Ben ilave ettim.- “Bana izin verirseniz, bunun çaresini bulabilirim.” Dedim. Nasıl bulacaksın deyince, bütün arkadaşların katılımı ile ticari bir şirket kurarız. Bu şirkette, arkadaşlarımıza iş veririz hem de üç beş kuruş kazanır, diğer arkadaşların sıkıntıları gideririz.” dedim. Ömer abi bu düşüncemi uygun buldu. İlk işimiz, Bursa’dan Ankara ya turşu getirip pazarlamak oldu. Yeniçağ Gıda A.Ş. ilk kuruluş süreci böylece başlamış oldu. Allah Ömer abiye rahmet etsin, mekânı cennet olsun dedi.

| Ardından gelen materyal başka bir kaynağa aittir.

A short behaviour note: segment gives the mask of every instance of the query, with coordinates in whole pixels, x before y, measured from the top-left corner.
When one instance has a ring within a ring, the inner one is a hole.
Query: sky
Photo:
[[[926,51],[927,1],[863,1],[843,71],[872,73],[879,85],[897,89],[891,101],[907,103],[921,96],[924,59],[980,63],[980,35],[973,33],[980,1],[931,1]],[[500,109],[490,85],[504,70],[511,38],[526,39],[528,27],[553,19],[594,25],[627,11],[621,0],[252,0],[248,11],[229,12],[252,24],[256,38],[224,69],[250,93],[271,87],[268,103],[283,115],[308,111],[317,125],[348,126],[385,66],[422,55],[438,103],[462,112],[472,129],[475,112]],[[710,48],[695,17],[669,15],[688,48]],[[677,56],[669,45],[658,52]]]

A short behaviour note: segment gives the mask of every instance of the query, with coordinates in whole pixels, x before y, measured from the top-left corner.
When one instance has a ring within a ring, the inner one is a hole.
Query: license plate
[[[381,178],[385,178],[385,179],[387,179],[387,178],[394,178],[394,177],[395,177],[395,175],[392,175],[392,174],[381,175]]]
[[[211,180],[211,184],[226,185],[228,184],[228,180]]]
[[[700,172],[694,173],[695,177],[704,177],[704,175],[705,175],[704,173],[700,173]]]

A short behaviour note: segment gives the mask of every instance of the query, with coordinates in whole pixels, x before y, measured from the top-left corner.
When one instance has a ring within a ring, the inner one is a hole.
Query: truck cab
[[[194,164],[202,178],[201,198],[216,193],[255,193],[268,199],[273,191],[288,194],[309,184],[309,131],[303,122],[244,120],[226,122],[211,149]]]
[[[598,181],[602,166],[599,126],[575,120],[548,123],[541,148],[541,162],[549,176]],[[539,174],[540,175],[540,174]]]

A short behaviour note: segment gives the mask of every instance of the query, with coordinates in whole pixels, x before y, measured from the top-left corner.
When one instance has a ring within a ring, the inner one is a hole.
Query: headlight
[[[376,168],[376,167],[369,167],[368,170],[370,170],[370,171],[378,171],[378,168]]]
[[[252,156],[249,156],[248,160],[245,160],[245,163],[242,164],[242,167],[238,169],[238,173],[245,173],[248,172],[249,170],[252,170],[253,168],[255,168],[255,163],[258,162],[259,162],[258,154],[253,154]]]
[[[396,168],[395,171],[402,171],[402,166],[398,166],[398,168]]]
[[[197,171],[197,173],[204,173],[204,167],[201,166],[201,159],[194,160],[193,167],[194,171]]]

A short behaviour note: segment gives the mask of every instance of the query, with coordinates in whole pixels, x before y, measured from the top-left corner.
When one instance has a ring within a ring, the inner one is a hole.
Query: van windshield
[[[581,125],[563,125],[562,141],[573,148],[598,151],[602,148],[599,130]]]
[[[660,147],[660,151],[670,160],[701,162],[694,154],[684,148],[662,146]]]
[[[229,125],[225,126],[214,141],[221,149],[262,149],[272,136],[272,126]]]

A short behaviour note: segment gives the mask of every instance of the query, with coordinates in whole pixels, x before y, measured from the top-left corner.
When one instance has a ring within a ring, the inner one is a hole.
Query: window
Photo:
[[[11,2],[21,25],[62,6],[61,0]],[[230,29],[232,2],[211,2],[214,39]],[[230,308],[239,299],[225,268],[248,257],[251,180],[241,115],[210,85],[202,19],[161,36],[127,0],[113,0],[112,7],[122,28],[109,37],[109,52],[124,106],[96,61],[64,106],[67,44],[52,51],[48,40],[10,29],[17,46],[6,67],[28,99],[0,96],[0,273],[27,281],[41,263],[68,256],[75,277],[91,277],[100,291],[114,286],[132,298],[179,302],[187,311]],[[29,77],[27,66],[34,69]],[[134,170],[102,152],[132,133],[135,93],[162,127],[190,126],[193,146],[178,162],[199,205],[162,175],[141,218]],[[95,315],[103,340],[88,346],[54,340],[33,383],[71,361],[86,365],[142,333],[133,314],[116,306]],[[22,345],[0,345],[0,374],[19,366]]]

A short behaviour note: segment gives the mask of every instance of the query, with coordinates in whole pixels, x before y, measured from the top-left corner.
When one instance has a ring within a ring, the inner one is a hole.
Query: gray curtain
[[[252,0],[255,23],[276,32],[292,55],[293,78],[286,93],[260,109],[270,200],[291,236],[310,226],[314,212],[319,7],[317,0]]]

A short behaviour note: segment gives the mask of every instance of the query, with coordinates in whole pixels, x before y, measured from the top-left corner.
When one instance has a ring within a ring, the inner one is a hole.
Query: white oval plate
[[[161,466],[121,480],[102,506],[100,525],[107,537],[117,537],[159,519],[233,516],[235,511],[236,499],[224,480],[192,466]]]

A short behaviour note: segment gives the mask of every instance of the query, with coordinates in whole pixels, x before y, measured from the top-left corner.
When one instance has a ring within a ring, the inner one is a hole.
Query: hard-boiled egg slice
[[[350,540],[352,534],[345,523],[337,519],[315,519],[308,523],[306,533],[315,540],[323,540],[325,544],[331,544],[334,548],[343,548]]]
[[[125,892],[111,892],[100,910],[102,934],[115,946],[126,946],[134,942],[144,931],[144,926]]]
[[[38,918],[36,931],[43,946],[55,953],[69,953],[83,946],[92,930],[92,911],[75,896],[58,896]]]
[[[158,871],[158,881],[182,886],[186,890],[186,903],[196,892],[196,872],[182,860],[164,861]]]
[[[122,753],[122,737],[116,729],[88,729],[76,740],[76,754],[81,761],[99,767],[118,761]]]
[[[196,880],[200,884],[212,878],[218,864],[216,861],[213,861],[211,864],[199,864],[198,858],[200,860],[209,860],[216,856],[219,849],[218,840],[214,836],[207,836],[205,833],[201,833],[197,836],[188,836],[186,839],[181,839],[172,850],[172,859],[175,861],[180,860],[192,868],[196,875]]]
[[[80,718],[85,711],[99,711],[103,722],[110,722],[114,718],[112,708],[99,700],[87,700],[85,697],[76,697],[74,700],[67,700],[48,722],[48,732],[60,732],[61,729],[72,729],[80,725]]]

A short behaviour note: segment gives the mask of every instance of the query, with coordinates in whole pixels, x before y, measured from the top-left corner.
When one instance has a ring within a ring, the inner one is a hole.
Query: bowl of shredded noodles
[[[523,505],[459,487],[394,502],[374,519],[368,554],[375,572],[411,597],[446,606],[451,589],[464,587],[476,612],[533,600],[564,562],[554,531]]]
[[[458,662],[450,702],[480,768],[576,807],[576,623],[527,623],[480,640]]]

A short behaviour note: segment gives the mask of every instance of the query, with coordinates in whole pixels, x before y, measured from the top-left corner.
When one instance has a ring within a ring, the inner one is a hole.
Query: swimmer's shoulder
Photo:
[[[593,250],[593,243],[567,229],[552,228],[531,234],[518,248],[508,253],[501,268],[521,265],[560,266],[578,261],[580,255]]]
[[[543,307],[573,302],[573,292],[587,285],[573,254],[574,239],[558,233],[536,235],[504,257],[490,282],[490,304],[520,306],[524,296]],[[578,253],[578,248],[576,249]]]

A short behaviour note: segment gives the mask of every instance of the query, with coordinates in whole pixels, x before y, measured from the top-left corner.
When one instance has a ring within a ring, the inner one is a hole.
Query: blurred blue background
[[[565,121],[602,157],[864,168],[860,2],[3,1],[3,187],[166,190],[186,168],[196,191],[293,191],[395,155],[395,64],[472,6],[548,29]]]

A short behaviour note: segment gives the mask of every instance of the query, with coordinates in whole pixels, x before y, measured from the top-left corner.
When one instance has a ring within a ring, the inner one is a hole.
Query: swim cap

Ömer abi Büyükşehir Belediyesin de görev alınca hem üzüldüm hem de sevindim. Üzülmemin nedeni, Ömer abinin yapısı belediyeciliğe uygun değildi. Onu üzebilirlerdi. Sevinmemin nedeni ise, arkadaşlarımızın belediye ile ilgili sorunlarının çözülmesinde yardımcı olabilirdi. Öyle de oldu. Ömer abi arkadaşların çözülebilecek sorununa yardımcı olup çözdü. Gelen kişinin talebine yardımcı olamayacaksa, hiç uzatmadan ümit vermeden “bu konuda yardımcı olamam” derdi.

Fani dünyaya Ömer Vural abi nokta koydu, bitirdi. Allah mekanını cennet etsin. Böyle güzel bir hayat sürdürebilmeyi bizlere de nasip etsin.
Tüm yakınlarına da baş sağlığı diliyorum.